I'm not entirely sure why you want to do this, so it is a little hard to know whether or not what I came up with addresses your actual use case.

First, I generated a different data set that actually has each class in each age_group:

set.seed(100)

df <- data.frame(year = rep(2011:2014, 3), 
                 class = rep(c("high", "middle", "low"), each = 12), 
                 age_group = rep(1:3, each = 4), 
                 value = sample(1:2, 36, rep = TRUE))

If you are looking for a similar dark-to-light gradient within each age_group you can accomplish this directly using alpha and not worry about adding extra data columns:

ggplot(df) +
  geom_bar(aes(x = year, y = value, 
               fill = factor(age_group)
               , alpha = class ), 
           stat = "identity") + 
  facet_wrap(~age_group) +
  scale_alpha_discrete(range = c(0.4,1)) +
  scale_fill_brewer(palette = "Set1"
                    , name = "age_group")

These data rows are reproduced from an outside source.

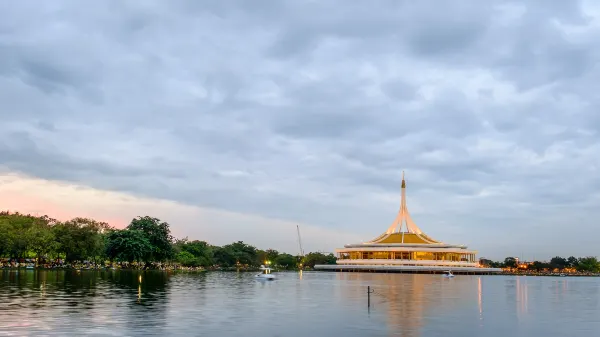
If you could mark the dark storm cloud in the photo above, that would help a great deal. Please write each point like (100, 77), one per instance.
(310, 110)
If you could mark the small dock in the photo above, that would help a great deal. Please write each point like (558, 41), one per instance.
(407, 269)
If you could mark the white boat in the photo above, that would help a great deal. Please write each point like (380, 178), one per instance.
(265, 274)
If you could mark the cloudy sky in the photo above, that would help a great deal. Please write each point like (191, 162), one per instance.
(237, 120)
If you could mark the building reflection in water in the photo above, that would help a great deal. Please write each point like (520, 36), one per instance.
(522, 298)
(407, 301)
(480, 298)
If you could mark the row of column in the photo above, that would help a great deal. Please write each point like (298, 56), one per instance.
(435, 256)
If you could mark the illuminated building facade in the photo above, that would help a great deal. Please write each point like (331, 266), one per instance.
(404, 247)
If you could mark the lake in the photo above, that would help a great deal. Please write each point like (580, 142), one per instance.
(132, 303)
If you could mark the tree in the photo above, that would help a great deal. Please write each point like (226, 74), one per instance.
(318, 258)
(243, 254)
(224, 256)
(201, 253)
(537, 266)
(271, 254)
(158, 235)
(40, 240)
(558, 262)
(588, 264)
(573, 262)
(510, 262)
(128, 245)
(286, 261)
(187, 259)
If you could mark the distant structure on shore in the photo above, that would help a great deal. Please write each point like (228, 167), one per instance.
(405, 248)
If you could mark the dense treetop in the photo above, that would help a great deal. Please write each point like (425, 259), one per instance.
(144, 240)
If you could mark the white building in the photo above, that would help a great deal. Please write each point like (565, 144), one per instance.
(404, 247)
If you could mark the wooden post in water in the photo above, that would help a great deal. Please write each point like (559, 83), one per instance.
(369, 296)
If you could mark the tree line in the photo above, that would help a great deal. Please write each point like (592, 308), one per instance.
(146, 240)
(587, 264)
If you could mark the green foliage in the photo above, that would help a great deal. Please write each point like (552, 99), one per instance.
(194, 253)
(558, 262)
(242, 253)
(510, 262)
(158, 234)
(318, 258)
(80, 239)
(146, 239)
(588, 264)
(573, 262)
(128, 245)
(286, 261)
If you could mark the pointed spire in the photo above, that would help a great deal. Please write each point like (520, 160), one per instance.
(403, 182)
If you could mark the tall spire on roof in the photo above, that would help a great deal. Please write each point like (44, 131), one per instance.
(403, 218)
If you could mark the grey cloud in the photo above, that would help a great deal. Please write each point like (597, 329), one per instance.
(321, 105)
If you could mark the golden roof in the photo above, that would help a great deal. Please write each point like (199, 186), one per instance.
(408, 238)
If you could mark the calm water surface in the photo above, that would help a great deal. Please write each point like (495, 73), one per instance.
(120, 303)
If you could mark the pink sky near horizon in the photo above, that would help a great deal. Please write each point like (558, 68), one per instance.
(65, 201)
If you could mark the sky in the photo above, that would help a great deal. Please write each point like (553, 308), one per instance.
(237, 120)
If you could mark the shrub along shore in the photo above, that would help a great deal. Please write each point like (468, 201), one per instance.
(28, 241)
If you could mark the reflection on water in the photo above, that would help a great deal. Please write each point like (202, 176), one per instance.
(120, 303)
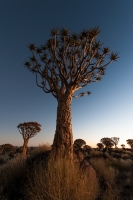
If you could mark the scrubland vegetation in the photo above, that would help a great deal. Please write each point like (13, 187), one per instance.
(108, 176)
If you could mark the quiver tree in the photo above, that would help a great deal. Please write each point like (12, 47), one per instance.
(116, 140)
(78, 143)
(63, 65)
(123, 146)
(100, 145)
(28, 130)
(108, 142)
(130, 143)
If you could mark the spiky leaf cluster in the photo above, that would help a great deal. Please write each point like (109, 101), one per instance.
(69, 61)
(130, 143)
(29, 129)
(100, 145)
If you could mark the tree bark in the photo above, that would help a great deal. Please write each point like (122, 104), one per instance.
(63, 140)
(24, 149)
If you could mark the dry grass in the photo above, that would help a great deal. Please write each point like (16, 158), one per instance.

Here, I set the range of the alpha to give reasonably visible colors, and just chose a default palette from RColorBrewer to show the idea. This gives:

enter image description here

It also gives a relatively usable legend as a starting point, though you could modify it further (here is a similar legend answer I gave to a different question: https://stackoverflow.com/a/39046977/2966222 )

Alternatively, if you really, really want to specify the colors yourself, you can add a column to the data, and base the color off of that:

df$forColor <-
  factor(paste0(df$class, " (", df$age_group , ")")
         , levels = paste0(rep(c("high", "middle", "low"), times = 3)
                           , " ("
                           , rep(1:3, each = 3)
                           , ")") )

Then, use that as your fill. Note here that I am using the RColorBrewer brewer.pal to pick colors. I find that the first color is too light to show up for bars like this, so I excluded it.

ggplot(df) +
  geom_bar(aes(x = year, y = value, 
               fill = forColor), 
           stat = "identity") + 
  scale_fill_manual(values = c(brewer.pal(4, "Blues")[-1]
                               , brewer.pal(4, "Reds")[-1]
                               , brewer.pal(4, "Purples")[-1]
                               )
                    , name = "Class (age_group)") +
  facet_wrap(~age_group)

gives:

enter image description here

The legend is rather busy, but could be modified similar to the other answer I linked to. This would then allow you to set whatever 9 (or more, for different use cases) colors you wanted.